I still have drones here, so I'm happy to see that. I'm feeding cut-out honey back to the hives now, and will go to SW as soon as that's exhausted. 

Picked up a sheet of 2" polystyrene for hive covers today, but didn't get to it. Maybe when it rains...

We're supposed to get some rain toward the end of the week.


----------



## mare (Aug 31, 2006)

[QUOTE=Judy in IN;5298472Picked up a sheet of 2" polystyrene for hive covers today, but didn't get to it. Maybe when it rains...

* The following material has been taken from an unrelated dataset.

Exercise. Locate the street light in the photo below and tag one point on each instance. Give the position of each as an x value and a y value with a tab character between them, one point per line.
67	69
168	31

i am not sure what you mean by this. do you make your hive cover from this or are you putting this inside your covers? if so is it for insulating factor?


----------



## Judy in IN (Nov 28, 2003)

Mare, 

I intend to put it on the outside of my hives, as insulation.


----------



## mare (Aug 31, 2006)

ok you literally meant hive covers lol. is this how you have always done it or have you used tar paper? how do you plan on keeping it in place?


----------



## Judy in IN (Nov 28, 2003)

Mare,

Well, at first I intended on using ratchet straps--2 per hive. But, upon reflection, I'm going to try heavy-duty baling twine and a tarp strap. That should keep the tension that I want.


----------



## Gailann Schrader (May 10, 2002)

reflecto duct tape...


----------